Podejrzewałem, że może być kiepsko, zwłaszcza od
strony samego grania ''bigbrotherowiczów'' ,ale
spodziewałem się po tym reżyserze czegoś w ''dechę'' jak
się mawia. Oczom moim niestety okazał się obraz nędzy i
rozpaczy, a takie postaci jak Rewiński czy Pazura prawdę
mówiąc za bardzo nie wyróżniali się na tle żałośnie
grającej amatorszczyzny idoli milionów widzów. Już nawet
nie neguje tej grupy składającej się z Gulczasów,
Klaudiuszów czy Karolinek, która prawdę mówiąc nie
posiada talentu ,a zwłaszcza drygu aktorskiego i jestem w
stanie im to powiedzmy nawet wybaczyć, mimo , iż pewne
osoby ujawniły swój mega antytalent i kretynizm sięgający
gwiazd. Niech będzie, ok, to tacy sami nie mający nic
wspólnego z planem zdjęciowym czy deskami teatru
ludzie ,jak grube miliony innych zwykłych, różniące się
tylko tym ,że są .... a raczej byli wtedy popularni. Zostawię
to towarzystwo bez oceny. Lecz gry aktorów, idiotyczno -
debilnego scenariusza oraz sztucznej śmieszności tej
''komedii'' już nie wybaczę. Gruza pewnie chciał ukazać
pewne stereotypy panujące w naszym narodzie, ale tym
razem poszedł w złym kierunku. Kompletnie mu to nie
wyszło. Historia którą widzimy, jest niestabilna,
poszarpana, z niepotrzebnymi banalnymi wątkami,
pomieszana, poprzekręcana, głupia, niemożliwa,
niestabilna i za dużo w niej masakratorskich zbiegów
okoliczności. Nawet te kilka tekstów ,które padają z ust
prostackiego dorobkiewicza Karola (Rewiński), nie mają
prawa podnieść u mnie oceny piętro wyżej.
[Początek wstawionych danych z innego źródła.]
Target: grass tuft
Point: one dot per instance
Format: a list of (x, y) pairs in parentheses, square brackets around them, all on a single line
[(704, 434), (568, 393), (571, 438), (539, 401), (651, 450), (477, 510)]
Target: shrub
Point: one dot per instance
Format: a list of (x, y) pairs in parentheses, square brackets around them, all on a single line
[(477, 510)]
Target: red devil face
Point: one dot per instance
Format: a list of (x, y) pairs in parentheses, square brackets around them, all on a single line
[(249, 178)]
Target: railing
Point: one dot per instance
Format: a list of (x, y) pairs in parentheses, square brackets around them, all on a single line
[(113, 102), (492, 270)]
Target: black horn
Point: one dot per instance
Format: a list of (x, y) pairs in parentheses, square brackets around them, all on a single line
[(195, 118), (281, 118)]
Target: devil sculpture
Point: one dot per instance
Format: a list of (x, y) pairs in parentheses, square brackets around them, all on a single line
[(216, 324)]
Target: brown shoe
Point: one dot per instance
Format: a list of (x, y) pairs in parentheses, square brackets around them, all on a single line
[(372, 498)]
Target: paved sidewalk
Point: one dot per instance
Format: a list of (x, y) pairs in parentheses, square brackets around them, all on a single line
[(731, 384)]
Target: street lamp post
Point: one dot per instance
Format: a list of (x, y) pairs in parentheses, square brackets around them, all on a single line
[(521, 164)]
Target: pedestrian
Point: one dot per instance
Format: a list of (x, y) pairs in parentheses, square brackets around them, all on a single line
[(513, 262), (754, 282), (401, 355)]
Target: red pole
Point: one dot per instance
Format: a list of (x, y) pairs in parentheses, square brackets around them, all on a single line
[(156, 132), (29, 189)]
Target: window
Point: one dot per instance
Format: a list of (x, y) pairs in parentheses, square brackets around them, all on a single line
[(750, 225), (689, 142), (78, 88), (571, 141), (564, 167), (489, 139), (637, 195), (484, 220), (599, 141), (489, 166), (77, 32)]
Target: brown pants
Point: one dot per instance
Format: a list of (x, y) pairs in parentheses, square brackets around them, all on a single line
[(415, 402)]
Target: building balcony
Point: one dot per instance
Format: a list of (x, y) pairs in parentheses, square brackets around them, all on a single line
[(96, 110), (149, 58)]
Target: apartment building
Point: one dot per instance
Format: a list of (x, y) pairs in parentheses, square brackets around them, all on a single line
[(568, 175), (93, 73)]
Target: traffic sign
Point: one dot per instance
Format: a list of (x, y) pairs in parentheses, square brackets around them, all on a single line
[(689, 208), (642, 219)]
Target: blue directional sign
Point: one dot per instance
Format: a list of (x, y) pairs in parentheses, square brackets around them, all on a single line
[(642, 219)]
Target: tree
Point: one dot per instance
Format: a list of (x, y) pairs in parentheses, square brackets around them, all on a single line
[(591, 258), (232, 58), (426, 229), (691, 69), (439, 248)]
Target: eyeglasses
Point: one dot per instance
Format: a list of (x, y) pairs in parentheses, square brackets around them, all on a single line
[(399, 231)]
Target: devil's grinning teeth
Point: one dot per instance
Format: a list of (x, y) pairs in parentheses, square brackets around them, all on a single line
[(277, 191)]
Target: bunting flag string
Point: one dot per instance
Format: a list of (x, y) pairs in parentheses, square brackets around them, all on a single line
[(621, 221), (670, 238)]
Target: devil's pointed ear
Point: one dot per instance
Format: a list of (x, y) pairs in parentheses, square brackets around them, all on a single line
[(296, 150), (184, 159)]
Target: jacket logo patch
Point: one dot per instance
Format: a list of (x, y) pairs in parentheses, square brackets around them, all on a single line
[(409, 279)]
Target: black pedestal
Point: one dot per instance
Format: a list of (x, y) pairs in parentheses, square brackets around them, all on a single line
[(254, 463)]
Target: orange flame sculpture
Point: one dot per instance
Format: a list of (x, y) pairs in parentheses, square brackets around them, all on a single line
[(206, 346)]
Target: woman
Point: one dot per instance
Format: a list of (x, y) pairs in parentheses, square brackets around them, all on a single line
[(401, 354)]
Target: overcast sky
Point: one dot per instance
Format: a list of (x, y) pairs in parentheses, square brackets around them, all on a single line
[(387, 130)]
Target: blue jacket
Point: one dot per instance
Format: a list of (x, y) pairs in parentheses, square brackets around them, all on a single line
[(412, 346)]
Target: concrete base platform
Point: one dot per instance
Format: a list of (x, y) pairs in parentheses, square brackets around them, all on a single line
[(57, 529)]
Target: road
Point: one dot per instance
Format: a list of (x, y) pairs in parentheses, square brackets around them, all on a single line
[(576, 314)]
Owszem gdy
usłyszałem te teksty (wypowiedziane przez różne postaci):
1 - ''A strzałów było 10 .... ohoho to 9 poszło w pole''
2 - ''Jak mówią, wykąpany tatuś''
3 - ''Ja znajdę każdego, tylko muszę wiedzieć gdzie
szukać''
4 - ''Ma pan coś osobistego (Karoliny)?
- no tak, działkę na Mazurach''
5 - ''Mamę wziąłem z dobrodziejstwem i inwentarzem''
6 - Karolina będąc na Mazurach ''proszę o pokój z
widokiem na morze''
7 - ''Nie słyszeliście o rzeźniku?
- nie .... to niech pan tam stanie tuż obok rysopisu''
8 - ''Sushi z satelity''
9 - ''Bułgaria leży nad Morzem Śródziemnym i Błękitnym''
to i się zaśmiałem, ale w większej części nad
niedorozwojem naszych postaci, które niestety nie są w
stanie pozostać sympatycznymi, a bardziej debilnymi i
żenującymi. O reszcie tekstów ,które nawet śmieszne nie
były ,a irytujące jak i mega żałosne nie będę wspominał.
Tak samo jak i prawie wszystkie postaci tego filmu. Brak
ulubieńca, ale dla większości politowanie.
I te wątki z du.py wyjęte jak dziadka ze Stasiem, z
koszmarnym lustereczkiem, Manuelą, prowokującą,
tandetną i tępą Monisią, aktorką i wieloma innymi ,ale tyle
tego było, że trudno spamiętać. ''Gulczas'' mimo wszystko
przebił swoim koszmarnym charakterem nawet ''Milion
dolarów'' i ''Ciacho'' (u mnie), które oceniłem na 2. Tu
jedynka to wszystko co mogę wykrzesać.
Nieporozumienie i debilizm w najgorszym wydaniu.
pozdrawiam

ocenił(a) film na 1
djrav77

Chciałbym skomentować tu ten film czy inny wynalazek polskiej kinematografii - Ciacho ale obawiam się że niedługo zamieniłby się ten komentarz w następujący : wpis został zablokowany z uwagi na jego niezgodność z regulaminem . Bo regulamin nie pozwala kląć na dzieło i wysłać je do wszystkich ....

ocenił(a) film na 1
Walsh75

Powstawiaj między przekleństwa parę kropek i po problemie :)
A tak prawdę mówiąc to ''Kac Wawa'' i ''Yyyreek - Kosmiczna nominacja'' to jeszcze większe debilizmy wśród naszych rodzimych pseudokomedii!